Anthony Scaramucci Scorches CEOs With 1 Blistering Description Over Trump Meeting

Former White House communications director Anthony Scaramucci shared his evaluation of some CEOs who met with Donald Trump last week for a private gathering where the former president was reportedly “all over the map.”

“Would fears of another chaotic Trump presidency discourage corporate leaders from backing him this time around, or are they coming back around to him?” MSNBC’s Alex Witt asked Scaramucci in an interview on Saturday.

“It’s a little bit of Trump-nesia, if you will,” Scaramucci replied. “I mean, these guys denounced him several times.”

The presumptive GOP presidential nominee met with business leaders — including Walmart’s Doug McMillon, Apple’s Tim Cook and JPMorgan Chase’s Jamie Dimon — and spoke of his desire for tax cuts on Thursday.

CEOs at the meeting who spoke with CNBC found Trump to be “remarkably meandering” and unable to keep a “straight thought” during the gathering, with a number of business leaders even “shaking their heads” at one point when Trump explained why he wanted to reduce the corporate tax rate.

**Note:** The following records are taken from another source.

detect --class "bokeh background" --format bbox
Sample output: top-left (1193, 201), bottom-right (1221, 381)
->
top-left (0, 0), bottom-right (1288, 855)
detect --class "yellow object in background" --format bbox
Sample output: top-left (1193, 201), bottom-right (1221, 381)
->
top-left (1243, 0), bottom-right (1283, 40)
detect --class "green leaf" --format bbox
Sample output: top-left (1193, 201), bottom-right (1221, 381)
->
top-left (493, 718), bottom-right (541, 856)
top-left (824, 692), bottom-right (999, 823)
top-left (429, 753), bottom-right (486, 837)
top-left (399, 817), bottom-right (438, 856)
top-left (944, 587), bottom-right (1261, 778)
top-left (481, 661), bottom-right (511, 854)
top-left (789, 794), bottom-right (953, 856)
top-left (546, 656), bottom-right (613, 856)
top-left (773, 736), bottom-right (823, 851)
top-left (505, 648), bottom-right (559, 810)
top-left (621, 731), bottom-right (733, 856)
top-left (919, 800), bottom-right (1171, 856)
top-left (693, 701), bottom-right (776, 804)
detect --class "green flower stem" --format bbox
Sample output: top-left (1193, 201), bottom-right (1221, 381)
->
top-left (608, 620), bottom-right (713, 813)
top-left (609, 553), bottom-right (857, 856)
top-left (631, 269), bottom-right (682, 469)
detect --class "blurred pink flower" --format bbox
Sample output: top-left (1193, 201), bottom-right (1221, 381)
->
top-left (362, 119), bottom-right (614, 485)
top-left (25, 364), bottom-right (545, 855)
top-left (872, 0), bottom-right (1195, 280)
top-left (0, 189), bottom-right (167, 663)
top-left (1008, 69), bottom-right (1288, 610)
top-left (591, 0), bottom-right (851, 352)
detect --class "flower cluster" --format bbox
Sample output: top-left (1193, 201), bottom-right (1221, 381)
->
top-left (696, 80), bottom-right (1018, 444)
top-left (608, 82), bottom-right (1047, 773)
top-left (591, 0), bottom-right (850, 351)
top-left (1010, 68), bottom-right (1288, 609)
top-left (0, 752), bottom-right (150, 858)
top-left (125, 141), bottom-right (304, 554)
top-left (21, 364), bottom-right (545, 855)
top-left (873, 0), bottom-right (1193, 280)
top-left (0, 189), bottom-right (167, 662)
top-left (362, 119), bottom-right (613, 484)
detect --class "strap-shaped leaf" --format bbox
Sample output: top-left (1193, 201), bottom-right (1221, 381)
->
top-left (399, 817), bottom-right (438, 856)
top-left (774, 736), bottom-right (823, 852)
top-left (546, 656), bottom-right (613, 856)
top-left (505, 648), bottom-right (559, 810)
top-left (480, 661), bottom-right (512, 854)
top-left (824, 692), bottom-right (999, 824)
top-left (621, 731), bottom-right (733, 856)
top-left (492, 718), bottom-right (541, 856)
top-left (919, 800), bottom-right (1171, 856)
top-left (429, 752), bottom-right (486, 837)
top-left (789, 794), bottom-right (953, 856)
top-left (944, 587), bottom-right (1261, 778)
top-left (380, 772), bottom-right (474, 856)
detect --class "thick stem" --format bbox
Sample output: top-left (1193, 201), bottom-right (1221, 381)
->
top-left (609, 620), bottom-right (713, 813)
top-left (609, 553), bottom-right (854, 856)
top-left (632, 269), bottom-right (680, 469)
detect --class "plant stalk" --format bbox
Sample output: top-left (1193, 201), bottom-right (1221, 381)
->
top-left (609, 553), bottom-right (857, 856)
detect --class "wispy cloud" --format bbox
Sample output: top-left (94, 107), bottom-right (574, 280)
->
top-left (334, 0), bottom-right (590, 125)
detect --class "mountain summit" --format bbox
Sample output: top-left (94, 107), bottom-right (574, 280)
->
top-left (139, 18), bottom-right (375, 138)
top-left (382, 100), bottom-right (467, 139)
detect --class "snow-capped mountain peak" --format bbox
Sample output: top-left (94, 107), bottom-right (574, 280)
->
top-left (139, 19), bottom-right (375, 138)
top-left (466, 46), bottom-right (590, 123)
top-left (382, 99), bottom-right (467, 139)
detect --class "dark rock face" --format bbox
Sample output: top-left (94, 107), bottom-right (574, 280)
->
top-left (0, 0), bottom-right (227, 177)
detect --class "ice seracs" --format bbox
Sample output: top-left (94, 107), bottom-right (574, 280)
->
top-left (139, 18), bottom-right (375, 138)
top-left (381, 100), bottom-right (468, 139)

Scaramucci pointed to CEOs’ responses to Trump in the wake of the 2017 “Unite the Right” rally in Charlottesville, Virginia, and other times when they “all pulled their support” for him.

“And so, for some reason, now they’ve decided for these little policy promises that he’s offering, they’re going to switch over to him,” Scaramucci said.

“But, you know, Jeb Bush ultimately was right, Alex. He is the chaos candidate, it was a chaos presidency, and I would just remind these people that they weren’t happy when he was president,” he continued. “Yes, they got their tax cuts, but we’ve also ballooned the deficit, and that is going to come home to roost for these CEOs.”

Scaramucci, who has been a frequent Trump critic since briefly serving as his White House communications director in 2017, also said that Trump’s gathering with the CEOs wasn’t a “great meeting” for him.

“He tries to put on a big charm offensive to those people that don’t like him. It’s sort of like the bully that’s trying to shine for a moment,” he said.

“He’s better in those rallies where he can talk about electric boats and shark attacks, exactly,” he continued. “He’s way better at that than he would be actually articulating economic policy in front of Fortune 500 CEOs.”